ニーザ達と合流した屋上庭園で俺とフレスは出掛ける準備をしていた。

防寒装備のマント、携帯食料などを次々と収納魔法に仕舞っていく。


「行き先はスノーヴェール雪山じゃったな?」

「ああ。行き帰りで3日はかかる。アリスの事は任せたぞ。」

「汝に言われるまでもない。妾がしっかりと修行をつけてやるでの。」

「ちょっと、フェンリル。アタシもいるんだから忘れるんじゃないわよ。ね、アリス?」

「はい!フェンリルさんとニーザちゃんもいるので、アルシアさんとフレスさんも気を付けて行ってきてください!」


昨夜の内にこちらも大分打ち解けたらしい。

ニーザに関しては歳の近い友達感覚で接しているようだ。


「だそうだ。俺も準備出来たし、そっちは?」

「問題ない。」


そう言って、本来の純白の大鷲の姿に戻ったフレスは俺の隣で姿勢を低くした。乗れという事だろう。

俺はフレスに礼を言ってから、その背に乗る。


「じゃあ行ってくる。フリード。結界は起動してるが、何か問題があったら帰ってきてから教えてくれ。それと、何かあったらフェンリルかニーザに伝えて欲しい。俺かフレスに念話で伝えてくれるから。」

「分かった!アルシアもフレスも気を付けて行ってきてくれ!!」


見送ってくれている皆に軽く手で合図をして、俺はフレスと共に飛び立った。




◆◆◆


ファルゼア城を発ってから早半日、辺りが暗闇に包まれ始めたので俺達は途中、村を見つけたのでそこで宿を取ることにした。

初めは野宿も考えたが、しっかりした食事と睡眠を取れるならそれに越した事はない。

人の姿に戻ったフレスと共に一部屋借りて、ベッドの上に大の字で寝転がる。


「すまない。金を払わせるつもりは無かったんだがな……。」

「別にいいよ。知らない仲じゃないし、金なんて腐る程ある。何より、2000年も魔族退治をニーザと2人でやってくれてたんだからな。これくらいじゃ安いもんだ。」

「……そうだな。君があんな真似をしなければ、ニーザと私……2人でなんて真似をしなくて済んだのだ。」


初めは申し訳無さそうにしていたフレスだが、俺が冗談を交えて気にするなと返すと、いつもの調子に戻って冗談で返すので「うっせ。」とだけ返す。


「念話で確認取ったが、そろそろだよな?」

「ああ。向こうもこの時間には間に合わせると言っていたし………、と噂をすれば何とやらだ。」

『準備は出来た。そっちはもうよいのか?』


フェンリルの声が念話で届いたので「いいぞ。」と返して起き上がり、通信魔法を発動する。


映像にはフェンリルとニーザが2人映っていた。


『そっちは……宿か?』

「ああ。移動距離的にも丁度いい位置にあってな。これなら、明日の昼前には着く。アリスの方は?」


始めたばかりだし、すぐにどうにかなる物ではない。聞くような内容ではないかと一瞬思ったが、フェンリルは緩く笑って小さく頷いた。

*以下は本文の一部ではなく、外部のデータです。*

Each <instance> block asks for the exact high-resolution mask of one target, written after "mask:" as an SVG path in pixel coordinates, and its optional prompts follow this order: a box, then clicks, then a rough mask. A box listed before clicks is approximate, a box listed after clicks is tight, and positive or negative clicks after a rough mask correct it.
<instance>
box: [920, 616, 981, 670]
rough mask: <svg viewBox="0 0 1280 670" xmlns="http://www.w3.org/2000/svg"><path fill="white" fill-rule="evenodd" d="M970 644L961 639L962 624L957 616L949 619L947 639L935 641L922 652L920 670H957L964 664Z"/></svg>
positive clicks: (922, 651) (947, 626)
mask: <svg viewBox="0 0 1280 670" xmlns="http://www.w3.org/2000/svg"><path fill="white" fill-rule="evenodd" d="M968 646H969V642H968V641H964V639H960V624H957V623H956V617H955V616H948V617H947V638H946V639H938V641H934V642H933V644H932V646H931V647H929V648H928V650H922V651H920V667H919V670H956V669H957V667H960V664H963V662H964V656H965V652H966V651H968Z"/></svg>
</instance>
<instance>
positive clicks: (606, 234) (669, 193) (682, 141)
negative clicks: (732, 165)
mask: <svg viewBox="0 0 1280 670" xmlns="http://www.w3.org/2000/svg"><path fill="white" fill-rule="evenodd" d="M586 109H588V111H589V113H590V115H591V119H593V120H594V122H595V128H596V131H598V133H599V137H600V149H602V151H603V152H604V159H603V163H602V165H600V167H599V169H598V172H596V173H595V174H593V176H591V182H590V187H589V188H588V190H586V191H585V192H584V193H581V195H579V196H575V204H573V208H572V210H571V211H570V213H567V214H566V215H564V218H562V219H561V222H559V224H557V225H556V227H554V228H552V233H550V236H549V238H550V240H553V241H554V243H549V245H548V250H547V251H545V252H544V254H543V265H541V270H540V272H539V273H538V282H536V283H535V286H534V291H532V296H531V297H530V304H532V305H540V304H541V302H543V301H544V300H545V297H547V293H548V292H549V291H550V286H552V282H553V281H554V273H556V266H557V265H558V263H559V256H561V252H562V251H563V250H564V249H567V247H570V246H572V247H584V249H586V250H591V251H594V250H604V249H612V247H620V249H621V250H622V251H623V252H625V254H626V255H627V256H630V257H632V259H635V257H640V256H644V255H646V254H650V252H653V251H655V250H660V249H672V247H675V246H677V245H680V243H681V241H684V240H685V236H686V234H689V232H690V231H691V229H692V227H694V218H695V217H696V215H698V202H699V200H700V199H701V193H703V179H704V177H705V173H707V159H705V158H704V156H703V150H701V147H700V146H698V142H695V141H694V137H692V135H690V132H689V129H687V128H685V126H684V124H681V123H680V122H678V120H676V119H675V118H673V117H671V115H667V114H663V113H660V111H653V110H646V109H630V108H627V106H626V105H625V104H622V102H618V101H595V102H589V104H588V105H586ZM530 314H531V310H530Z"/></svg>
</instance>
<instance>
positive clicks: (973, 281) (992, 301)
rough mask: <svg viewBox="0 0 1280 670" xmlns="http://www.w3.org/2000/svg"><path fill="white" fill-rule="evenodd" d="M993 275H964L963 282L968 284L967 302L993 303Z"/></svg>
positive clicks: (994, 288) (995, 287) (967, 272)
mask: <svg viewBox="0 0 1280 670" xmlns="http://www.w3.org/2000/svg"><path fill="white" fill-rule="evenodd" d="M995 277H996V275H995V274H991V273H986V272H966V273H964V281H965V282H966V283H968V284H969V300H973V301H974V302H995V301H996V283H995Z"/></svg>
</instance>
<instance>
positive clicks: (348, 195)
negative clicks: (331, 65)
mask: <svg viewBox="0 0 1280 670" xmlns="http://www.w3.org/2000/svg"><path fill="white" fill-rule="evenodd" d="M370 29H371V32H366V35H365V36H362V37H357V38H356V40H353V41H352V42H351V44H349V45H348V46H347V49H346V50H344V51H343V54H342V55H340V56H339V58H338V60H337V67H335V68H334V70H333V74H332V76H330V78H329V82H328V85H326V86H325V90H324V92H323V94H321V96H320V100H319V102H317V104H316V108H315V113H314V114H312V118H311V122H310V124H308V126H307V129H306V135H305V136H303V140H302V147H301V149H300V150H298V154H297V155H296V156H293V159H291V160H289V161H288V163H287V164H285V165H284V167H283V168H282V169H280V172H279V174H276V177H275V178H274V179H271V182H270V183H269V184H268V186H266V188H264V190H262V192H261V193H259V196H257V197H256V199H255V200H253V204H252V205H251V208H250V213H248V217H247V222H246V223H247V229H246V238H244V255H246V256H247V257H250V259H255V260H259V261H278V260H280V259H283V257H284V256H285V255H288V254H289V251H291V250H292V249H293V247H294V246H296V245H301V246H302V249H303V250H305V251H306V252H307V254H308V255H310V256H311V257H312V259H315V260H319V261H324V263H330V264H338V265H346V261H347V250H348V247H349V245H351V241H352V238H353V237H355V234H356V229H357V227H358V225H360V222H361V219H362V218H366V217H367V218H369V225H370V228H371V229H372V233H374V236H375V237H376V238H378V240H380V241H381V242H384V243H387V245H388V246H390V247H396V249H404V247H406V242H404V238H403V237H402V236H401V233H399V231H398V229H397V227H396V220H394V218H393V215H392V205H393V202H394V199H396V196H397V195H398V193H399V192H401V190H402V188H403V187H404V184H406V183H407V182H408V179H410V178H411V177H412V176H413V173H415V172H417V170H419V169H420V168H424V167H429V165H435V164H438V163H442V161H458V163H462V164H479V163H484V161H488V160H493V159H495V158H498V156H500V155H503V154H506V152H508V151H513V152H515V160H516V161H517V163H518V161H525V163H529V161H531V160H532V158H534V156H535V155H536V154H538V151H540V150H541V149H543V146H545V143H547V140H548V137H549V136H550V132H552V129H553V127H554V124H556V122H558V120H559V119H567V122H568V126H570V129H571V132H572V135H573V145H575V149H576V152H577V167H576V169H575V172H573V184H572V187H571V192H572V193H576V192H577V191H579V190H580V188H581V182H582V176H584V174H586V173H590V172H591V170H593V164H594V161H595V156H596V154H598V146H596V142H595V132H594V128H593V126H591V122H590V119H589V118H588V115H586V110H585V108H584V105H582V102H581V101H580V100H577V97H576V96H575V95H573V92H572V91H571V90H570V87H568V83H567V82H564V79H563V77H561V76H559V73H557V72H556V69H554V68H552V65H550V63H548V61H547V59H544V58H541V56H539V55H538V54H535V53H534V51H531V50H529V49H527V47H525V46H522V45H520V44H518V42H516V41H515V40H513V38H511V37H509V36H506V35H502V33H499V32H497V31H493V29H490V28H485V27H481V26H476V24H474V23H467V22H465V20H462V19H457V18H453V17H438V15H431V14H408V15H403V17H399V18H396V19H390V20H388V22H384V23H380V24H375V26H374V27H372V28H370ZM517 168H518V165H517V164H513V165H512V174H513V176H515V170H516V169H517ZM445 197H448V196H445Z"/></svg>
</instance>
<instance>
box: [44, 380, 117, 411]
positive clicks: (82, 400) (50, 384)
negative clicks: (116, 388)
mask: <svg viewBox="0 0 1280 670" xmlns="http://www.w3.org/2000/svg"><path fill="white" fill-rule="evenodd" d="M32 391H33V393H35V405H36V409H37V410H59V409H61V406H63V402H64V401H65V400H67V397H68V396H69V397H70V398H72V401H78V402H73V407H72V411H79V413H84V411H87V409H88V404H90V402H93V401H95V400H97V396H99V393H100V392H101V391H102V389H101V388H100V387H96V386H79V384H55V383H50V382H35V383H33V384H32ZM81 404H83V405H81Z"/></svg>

『あの子なら問題ない。時間がかかるかと思ったが、コツを教えたらすぐに魔力と神力を分けて使える様になった。人間とは中々物覚えがよいの?』

「もう出来たのか?速いな……。」

『言っても、実践で使うにはまだまだ。本人がやる気だから、明日はその辺の復習もしつつ、朝からアタシとフェンリルで交代交代でアリスと模擬戦やって、神術と魔法の感覚を慣らしていくわ。』


俺が驚いていると、ニーザは明日の予定を軽く教えてくれた。

俺達が帰ってきてもまだ分けるので苦戦してるだろうと思ったが、それを良い意味で裏切ってくれたらしい。

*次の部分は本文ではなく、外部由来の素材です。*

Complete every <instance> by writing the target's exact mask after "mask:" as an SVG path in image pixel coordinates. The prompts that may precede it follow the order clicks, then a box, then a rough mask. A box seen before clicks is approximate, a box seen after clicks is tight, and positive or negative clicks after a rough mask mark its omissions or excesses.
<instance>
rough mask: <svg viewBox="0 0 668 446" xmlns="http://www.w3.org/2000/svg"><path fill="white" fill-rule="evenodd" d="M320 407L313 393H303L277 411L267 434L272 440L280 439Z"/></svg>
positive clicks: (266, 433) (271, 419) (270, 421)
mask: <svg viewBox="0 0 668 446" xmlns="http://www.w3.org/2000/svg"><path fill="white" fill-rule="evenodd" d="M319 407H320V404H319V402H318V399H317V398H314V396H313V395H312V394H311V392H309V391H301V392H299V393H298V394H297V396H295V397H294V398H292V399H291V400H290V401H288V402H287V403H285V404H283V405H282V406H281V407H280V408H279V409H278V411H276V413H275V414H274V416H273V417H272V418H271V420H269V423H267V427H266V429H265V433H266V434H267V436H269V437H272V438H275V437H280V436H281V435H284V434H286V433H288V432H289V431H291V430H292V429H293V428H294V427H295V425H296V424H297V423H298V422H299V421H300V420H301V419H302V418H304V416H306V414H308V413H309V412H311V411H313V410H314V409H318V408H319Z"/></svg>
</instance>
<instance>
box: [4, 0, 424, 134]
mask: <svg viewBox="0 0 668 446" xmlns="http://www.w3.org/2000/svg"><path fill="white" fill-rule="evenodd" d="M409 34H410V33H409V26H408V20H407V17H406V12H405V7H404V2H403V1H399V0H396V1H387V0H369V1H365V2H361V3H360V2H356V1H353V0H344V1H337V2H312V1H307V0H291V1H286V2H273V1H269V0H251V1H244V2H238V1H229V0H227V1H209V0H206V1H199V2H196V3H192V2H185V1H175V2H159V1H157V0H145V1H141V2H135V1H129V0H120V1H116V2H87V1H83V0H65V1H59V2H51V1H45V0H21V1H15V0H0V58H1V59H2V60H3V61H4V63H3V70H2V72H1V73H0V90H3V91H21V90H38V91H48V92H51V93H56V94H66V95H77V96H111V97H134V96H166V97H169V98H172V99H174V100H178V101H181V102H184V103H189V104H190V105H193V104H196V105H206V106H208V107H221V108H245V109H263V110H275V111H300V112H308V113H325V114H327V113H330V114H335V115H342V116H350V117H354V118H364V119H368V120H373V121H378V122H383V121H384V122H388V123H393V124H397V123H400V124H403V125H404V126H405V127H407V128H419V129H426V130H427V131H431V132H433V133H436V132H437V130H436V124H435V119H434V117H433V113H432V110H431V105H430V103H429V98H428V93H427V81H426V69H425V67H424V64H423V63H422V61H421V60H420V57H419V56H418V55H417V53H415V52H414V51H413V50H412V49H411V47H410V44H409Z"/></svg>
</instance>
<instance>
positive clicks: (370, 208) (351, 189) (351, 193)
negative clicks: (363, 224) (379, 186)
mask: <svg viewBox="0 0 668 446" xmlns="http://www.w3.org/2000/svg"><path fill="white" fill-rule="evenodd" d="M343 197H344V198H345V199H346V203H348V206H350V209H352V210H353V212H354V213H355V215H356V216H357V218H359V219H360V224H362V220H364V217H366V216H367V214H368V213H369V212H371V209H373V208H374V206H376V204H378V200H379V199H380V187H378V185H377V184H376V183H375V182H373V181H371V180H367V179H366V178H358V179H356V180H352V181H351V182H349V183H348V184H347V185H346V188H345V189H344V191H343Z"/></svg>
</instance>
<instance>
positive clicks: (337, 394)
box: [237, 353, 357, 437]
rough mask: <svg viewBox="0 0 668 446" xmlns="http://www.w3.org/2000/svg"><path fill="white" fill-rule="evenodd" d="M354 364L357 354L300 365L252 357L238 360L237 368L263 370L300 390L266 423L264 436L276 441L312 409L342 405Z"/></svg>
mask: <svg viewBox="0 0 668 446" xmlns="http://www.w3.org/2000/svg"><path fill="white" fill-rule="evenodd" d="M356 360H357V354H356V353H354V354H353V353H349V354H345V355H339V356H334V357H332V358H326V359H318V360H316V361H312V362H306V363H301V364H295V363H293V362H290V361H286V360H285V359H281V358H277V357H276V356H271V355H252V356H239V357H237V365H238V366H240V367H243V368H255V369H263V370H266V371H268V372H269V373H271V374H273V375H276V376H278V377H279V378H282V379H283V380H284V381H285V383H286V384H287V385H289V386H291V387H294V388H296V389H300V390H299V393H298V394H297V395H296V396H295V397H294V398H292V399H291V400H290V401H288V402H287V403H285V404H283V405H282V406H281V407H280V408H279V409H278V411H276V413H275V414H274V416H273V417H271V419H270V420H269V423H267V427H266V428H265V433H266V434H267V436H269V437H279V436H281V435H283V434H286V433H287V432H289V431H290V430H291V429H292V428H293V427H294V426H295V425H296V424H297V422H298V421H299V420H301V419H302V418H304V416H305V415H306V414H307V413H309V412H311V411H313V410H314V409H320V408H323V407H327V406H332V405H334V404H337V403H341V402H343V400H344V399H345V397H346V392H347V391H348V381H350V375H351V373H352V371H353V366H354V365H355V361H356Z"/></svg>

イヴの聖杖を渡したのは、やはり間違いではなかったようだ。

そう感慨にふけっていると、フェンリルが口を開いた。


『取り敢えず、アリスも今は疲れて眠っておるし、本題に入らせてもらおうかの。』


フェンリルがそう言うと、俺の横にいるフレスと、映像のニーザの顔が少しばかり険しくなった。


『分かってるわ。の事よね?』


ニーザは表情をそのままに、そう口にした。